A nasal mask doesn't direct it up the nostrils but still works.
The full face mask increases pressure around the face but still seems to work.
Why does pressure outside the body help force air into the body?
Would a diving helmet work?
How about a full-body space suit?
What if we extend the parameters to a pressurized room or bubble or humidi-crib?
CPAP has to fail at some point because it doesn't just depend on increased pressure.
Is the effect due to internal pressure versus external pressure at the throat and perhaps even the lungs?
If so equalizing or increasing the external pressure below the chin would nullify the effect.
Would creating a vacuum around the throat have the same effect as CPAP therapy?

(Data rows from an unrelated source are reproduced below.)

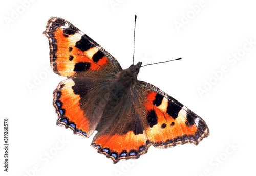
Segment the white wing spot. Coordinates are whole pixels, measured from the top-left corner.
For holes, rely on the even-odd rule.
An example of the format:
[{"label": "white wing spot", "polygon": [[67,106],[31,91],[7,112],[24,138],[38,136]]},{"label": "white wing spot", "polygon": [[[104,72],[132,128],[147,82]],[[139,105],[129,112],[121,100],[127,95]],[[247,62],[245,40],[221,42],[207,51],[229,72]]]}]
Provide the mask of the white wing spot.
[{"label": "white wing spot", "polygon": [[62,26],[62,27],[60,27],[61,28],[69,28],[69,24],[67,22],[65,23],[65,25]]},{"label": "white wing spot", "polygon": [[195,119],[195,123],[196,123],[196,126],[198,127],[198,122],[199,122],[199,118],[197,117]]}]

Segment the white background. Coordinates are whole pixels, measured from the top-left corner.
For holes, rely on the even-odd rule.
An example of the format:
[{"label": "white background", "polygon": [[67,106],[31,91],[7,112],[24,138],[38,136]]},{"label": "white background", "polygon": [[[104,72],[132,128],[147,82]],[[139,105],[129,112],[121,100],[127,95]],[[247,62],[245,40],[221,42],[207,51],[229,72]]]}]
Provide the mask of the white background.
[{"label": "white background", "polygon": [[[2,1],[0,143],[3,119],[8,118],[10,145],[8,173],[3,171],[1,150],[1,175],[255,173],[256,11],[252,2]],[[90,146],[93,137],[85,139],[56,125],[53,91],[65,78],[49,69],[48,41],[42,32],[50,17],[64,18],[125,69],[132,63],[135,14],[136,63],[183,58],[143,67],[138,79],[200,116],[210,135],[198,146],[151,147],[139,159],[114,165]],[[182,27],[176,27],[178,23]],[[252,41],[250,46],[246,40]],[[237,60],[232,57],[238,53]]]}]

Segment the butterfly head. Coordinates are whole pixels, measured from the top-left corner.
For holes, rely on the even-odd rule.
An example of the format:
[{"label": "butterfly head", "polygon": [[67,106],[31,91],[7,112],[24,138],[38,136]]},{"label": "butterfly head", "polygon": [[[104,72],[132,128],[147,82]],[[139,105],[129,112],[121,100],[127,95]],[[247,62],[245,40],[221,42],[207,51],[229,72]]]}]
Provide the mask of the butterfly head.
[{"label": "butterfly head", "polygon": [[140,68],[141,67],[141,64],[142,64],[142,62],[139,62],[137,65],[134,65],[133,64],[131,65],[129,67],[129,69],[131,70],[132,73],[134,73],[137,76],[140,72]]}]

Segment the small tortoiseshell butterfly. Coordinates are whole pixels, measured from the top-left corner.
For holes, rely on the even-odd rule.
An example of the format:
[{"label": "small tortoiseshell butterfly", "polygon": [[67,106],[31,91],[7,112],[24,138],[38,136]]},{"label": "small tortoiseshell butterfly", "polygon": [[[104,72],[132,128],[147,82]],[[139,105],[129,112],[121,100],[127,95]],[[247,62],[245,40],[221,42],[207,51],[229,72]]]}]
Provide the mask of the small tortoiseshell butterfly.
[{"label": "small tortoiseshell butterfly", "polygon": [[204,121],[186,107],[137,79],[142,62],[123,70],[118,62],[75,26],[50,18],[53,71],[67,77],[54,94],[57,124],[88,138],[98,153],[120,160],[138,158],[149,147],[197,145],[209,134]]}]

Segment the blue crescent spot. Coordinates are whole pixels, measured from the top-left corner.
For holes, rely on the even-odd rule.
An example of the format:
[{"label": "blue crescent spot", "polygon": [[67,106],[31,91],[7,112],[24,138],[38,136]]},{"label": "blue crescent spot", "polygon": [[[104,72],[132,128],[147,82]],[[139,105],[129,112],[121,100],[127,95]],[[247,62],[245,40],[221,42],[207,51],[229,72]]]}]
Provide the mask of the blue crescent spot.
[{"label": "blue crescent spot", "polygon": [[59,113],[60,113],[60,115],[63,115],[63,110],[62,110],[62,109],[60,110],[59,111]]},{"label": "blue crescent spot", "polygon": [[127,156],[127,154],[125,152],[124,152],[124,153],[121,153],[120,156],[121,157],[124,157],[124,156],[125,157]]},{"label": "blue crescent spot", "polygon": [[70,126],[72,127],[73,128],[74,128],[74,129],[76,128],[76,125],[73,123],[72,124],[70,124]]},{"label": "blue crescent spot", "polygon": [[140,148],[139,148],[139,151],[141,152],[141,151],[144,150],[144,149],[145,149],[145,147],[144,147],[144,146],[141,146],[140,147]]},{"label": "blue crescent spot", "polygon": [[135,152],[131,152],[130,153],[129,153],[129,155],[136,155],[136,153]]},{"label": "blue crescent spot", "polygon": [[106,148],[104,148],[104,149],[102,149],[102,151],[106,152],[107,153],[109,153],[110,152],[110,151],[109,150],[109,149],[106,149]]},{"label": "blue crescent spot", "polygon": [[112,153],[111,154],[111,156],[112,157],[114,157],[114,158],[116,158],[117,157],[117,156],[116,156],[116,154],[115,154],[115,153]]},{"label": "blue crescent spot", "polygon": [[67,123],[68,123],[68,121],[67,121],[66,119],[62,119],[61,120],[61,121],[63,122],[64,123],[65,123],[66,124],[67,124]]},{"label": "blue crescent spot", "polygon": [[57,106],[58,107],[58,108],[59,108],[60,107],[61,104],[59,102],[57,102],[56,103],[56,104],[57,105]]}]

Apnea is significantly affected by gravity, which causes both weight and 'normal' air pressure but is also directional.
What role does CPAP play in those effects?
Should we increase the pressure settings to compensate for the weight of heavy blankets in winter?
Could those extra blankets contribute to Apnea and the high death rates at that time of year?
Is there a link between Apnea and cot deaths?
Too many questions?
Somewhere in the dim past, I recall Julius Sumner Miller regularly asking ...
"WHY is it so?"
Of course, he often spoke of "a glas' an' a haf" which might also contribute to Apnea.